Cooked mixture of dark dried fruits, dark sugar, citrus peel, sweet spices and suet, often with brandy. Used as a pie filling during the Christmas and New Year celebrations, it is generally considered that mincemeat improves with keeping and should always be made at the very least two weeks before use.


Sweet Mincemeat
Image: Stuart Caie


It is well known that mincemeat formerly contained actual meat, of which the suet is today's remnant. The classic form is found in 'The Compleat Cook' by 'WM', 1658 (below).


Original Receipt in 'The Compleat Cook' by 'WM', 1658 (WM 1658)

To make minced Pies.
Take a large Neats tongue, shread it very well, three pound and a halfe of Suet very well shread, Currans three pound, halfe an ounce of beaten Cloves and Mace, season it with Salt when you think't fit, halfe a preserved Orange, or instead of it Orange Pils, a quarter of a pound of Sugar, and a little Lemon Pill sliced very thin, put all these together very well, put to it two Spoonfull of Verjuyce, and a quarter of a Pint of Sack, &c.



By the time of Moxon 1764, the meat was clearly not considered absolutely necessary.

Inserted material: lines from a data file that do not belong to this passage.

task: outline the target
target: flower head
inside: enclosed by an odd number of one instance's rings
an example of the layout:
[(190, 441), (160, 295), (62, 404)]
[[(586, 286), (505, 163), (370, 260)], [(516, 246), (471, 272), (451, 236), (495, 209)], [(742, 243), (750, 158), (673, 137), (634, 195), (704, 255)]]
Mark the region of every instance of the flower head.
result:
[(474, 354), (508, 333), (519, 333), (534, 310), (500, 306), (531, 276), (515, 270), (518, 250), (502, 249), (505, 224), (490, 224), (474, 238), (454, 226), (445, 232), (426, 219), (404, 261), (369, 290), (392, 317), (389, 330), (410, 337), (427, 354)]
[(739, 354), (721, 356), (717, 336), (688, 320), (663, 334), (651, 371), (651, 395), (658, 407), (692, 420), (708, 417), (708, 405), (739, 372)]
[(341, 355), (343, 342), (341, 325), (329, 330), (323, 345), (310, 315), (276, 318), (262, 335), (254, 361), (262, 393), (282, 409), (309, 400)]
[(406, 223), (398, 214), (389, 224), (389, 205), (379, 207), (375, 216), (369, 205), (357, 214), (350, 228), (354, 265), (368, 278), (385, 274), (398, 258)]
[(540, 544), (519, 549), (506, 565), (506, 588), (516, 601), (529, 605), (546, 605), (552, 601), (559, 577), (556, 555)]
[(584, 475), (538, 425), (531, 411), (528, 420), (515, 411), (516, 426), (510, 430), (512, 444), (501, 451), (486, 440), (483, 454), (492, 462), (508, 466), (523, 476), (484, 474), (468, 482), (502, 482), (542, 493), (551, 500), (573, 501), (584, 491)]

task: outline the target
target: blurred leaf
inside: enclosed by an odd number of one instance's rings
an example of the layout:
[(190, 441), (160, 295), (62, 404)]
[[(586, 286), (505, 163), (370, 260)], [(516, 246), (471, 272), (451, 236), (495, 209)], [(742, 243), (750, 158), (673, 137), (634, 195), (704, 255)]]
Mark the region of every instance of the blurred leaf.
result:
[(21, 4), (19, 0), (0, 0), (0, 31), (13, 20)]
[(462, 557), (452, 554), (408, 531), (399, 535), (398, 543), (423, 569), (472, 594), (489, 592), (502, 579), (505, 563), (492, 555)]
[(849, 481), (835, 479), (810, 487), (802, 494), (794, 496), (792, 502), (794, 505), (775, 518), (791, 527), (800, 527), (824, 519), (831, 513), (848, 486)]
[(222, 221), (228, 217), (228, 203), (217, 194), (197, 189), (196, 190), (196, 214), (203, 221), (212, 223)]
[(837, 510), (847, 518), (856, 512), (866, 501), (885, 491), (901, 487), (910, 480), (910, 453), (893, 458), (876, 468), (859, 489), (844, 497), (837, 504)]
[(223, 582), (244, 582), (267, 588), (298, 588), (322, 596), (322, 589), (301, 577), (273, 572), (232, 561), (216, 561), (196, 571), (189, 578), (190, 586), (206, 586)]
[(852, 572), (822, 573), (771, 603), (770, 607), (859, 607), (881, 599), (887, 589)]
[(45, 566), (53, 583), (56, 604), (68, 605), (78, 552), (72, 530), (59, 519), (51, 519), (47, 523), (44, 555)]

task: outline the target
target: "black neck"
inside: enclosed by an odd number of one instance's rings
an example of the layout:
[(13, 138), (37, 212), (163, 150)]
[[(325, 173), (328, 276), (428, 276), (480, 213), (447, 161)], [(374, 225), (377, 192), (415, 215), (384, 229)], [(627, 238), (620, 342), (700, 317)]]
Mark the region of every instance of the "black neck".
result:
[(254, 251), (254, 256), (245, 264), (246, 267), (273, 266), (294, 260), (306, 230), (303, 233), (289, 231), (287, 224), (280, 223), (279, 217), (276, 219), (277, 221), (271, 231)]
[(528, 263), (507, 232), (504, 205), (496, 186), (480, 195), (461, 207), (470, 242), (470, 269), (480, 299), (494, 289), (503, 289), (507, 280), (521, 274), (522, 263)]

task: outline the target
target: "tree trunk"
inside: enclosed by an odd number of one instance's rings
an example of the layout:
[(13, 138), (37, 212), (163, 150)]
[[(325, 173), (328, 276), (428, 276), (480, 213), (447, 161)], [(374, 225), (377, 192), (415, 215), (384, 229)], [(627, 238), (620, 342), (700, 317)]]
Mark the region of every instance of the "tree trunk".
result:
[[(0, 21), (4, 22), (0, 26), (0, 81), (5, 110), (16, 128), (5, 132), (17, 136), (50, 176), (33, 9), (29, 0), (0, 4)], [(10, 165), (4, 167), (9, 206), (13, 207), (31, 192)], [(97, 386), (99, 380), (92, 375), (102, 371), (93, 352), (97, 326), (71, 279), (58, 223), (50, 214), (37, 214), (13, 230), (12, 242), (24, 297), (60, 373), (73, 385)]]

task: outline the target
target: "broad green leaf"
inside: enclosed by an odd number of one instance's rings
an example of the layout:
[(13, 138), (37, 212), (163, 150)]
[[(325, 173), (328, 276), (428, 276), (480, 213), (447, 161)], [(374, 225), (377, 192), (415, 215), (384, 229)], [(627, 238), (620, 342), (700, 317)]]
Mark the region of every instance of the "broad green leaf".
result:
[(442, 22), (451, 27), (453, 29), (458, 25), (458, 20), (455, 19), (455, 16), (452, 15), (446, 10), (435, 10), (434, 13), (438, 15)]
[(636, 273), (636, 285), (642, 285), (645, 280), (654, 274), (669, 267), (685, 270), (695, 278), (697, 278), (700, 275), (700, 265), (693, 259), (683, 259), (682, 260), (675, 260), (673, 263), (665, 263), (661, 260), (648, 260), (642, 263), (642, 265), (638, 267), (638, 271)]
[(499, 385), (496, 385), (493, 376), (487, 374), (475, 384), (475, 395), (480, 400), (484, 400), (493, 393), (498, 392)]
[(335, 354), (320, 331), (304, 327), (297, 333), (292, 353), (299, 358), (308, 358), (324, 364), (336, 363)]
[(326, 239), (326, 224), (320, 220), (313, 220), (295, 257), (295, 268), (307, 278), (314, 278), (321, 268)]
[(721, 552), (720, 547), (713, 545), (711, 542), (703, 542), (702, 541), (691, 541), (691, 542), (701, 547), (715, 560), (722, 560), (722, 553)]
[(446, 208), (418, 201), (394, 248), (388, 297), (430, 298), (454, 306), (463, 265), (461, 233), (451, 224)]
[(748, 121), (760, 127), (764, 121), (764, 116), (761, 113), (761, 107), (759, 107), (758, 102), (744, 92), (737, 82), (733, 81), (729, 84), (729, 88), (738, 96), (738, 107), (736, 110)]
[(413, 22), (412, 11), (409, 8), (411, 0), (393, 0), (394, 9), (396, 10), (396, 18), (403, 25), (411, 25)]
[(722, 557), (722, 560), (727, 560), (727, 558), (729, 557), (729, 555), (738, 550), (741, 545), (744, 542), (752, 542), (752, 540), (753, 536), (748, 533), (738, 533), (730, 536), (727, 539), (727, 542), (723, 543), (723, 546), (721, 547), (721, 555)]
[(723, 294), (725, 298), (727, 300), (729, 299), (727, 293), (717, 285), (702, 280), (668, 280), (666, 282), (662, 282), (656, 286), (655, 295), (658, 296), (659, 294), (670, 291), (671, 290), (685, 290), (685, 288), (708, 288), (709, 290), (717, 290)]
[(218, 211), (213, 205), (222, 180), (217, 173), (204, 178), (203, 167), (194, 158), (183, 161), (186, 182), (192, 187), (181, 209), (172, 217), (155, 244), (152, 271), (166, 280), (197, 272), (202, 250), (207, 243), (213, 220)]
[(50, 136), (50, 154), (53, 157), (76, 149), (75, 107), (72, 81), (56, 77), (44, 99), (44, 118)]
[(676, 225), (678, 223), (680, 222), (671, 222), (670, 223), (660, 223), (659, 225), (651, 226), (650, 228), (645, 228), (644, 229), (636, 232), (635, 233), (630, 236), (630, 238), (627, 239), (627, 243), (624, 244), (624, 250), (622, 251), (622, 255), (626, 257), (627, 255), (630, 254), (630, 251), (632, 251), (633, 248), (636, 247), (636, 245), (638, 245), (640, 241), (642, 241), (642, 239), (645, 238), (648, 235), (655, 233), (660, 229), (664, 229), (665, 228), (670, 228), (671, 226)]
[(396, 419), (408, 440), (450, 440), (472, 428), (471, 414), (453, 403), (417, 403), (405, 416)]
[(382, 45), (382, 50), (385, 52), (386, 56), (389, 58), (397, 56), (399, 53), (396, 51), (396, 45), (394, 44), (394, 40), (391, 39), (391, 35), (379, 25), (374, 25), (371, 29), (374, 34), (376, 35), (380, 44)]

She offers one receipt made with calf's feet and another which is meat-free and more-or-less the modern method...


Original Receipt in 'English Housewifry' by Elizabeth Moxon, 1764 (Moxon 1764)

119. MINC'D PIES another way.
Take a pound of the finest seam tripes you can get, a pound and a half of currans well cleaned, two, three or four apples pared and shred very fine, a little green lemon-peel and mace shred, a large nutmeg, a glass of sack or brandy, (which you please) half a pound of sugar, and a little salt, so mix them well together, and fill your patty-pans, then stick five or six bits of candid lemon or orange in every petty-pan, cover them, and when baked they are fit for use.




2013


Queen Victoria's cook Francatelli has an unusual version...


Original Receipt from 'A Plain Cookery Book for the Working Classes' by Charles Elmé Francatelli (Francatelli 1846)

No. 100. A Cheap Kind of Mince-meat.
Ingredients, eight ounces of stoned raisins, eight ounces of washed and dried currants, one pound of tripe, one pound of apples, one pound of chopped suet, four ounces of shred candied peel, one pound of moist sugar, one ounce of allspice, the juice and the chopped rind of three lemons, half a gill of rum. First chop the raisins, currants, apples, and the tripe all together, or separately, until well mixed; then place these in a pan, add the remainder of the ingredients, mix them thoroughly until well incorporated with each other; put the mince-meat into a clean dry stone jar, tie some thick paper, or a piece of bladder over the top, and keep it in a cool place till wanted for use.



... and we also have the version Victoria herself was served;


Original Receipt from 'A Shilling Cookery for The People' by Alexis Soyer (Soyer 1845)

Royal Christmas Fare. - The mince-meat as made at Windsor Castle every year, the ingredients being mixed one month before wanted, is as follows: 240 lbs. of raisins, 400 lbs. of currants, 200 lbs. of lump sugar, 3 lbs. of cinnamon, 3 lbs. of nutmeg, 3 lbs. of cloves, 3 lbs. of ground allspice, 2 lbs. of ginger, 300 lbs. of beef, 350 lbs. of suet, 24 bushels of apples, 240 lemons, 30 lbs. of cedret, 72 bottles of brandy, 3 lbs. of mace, 60 lbs. of lemon-peel, and 60 lbs. of orangepeel.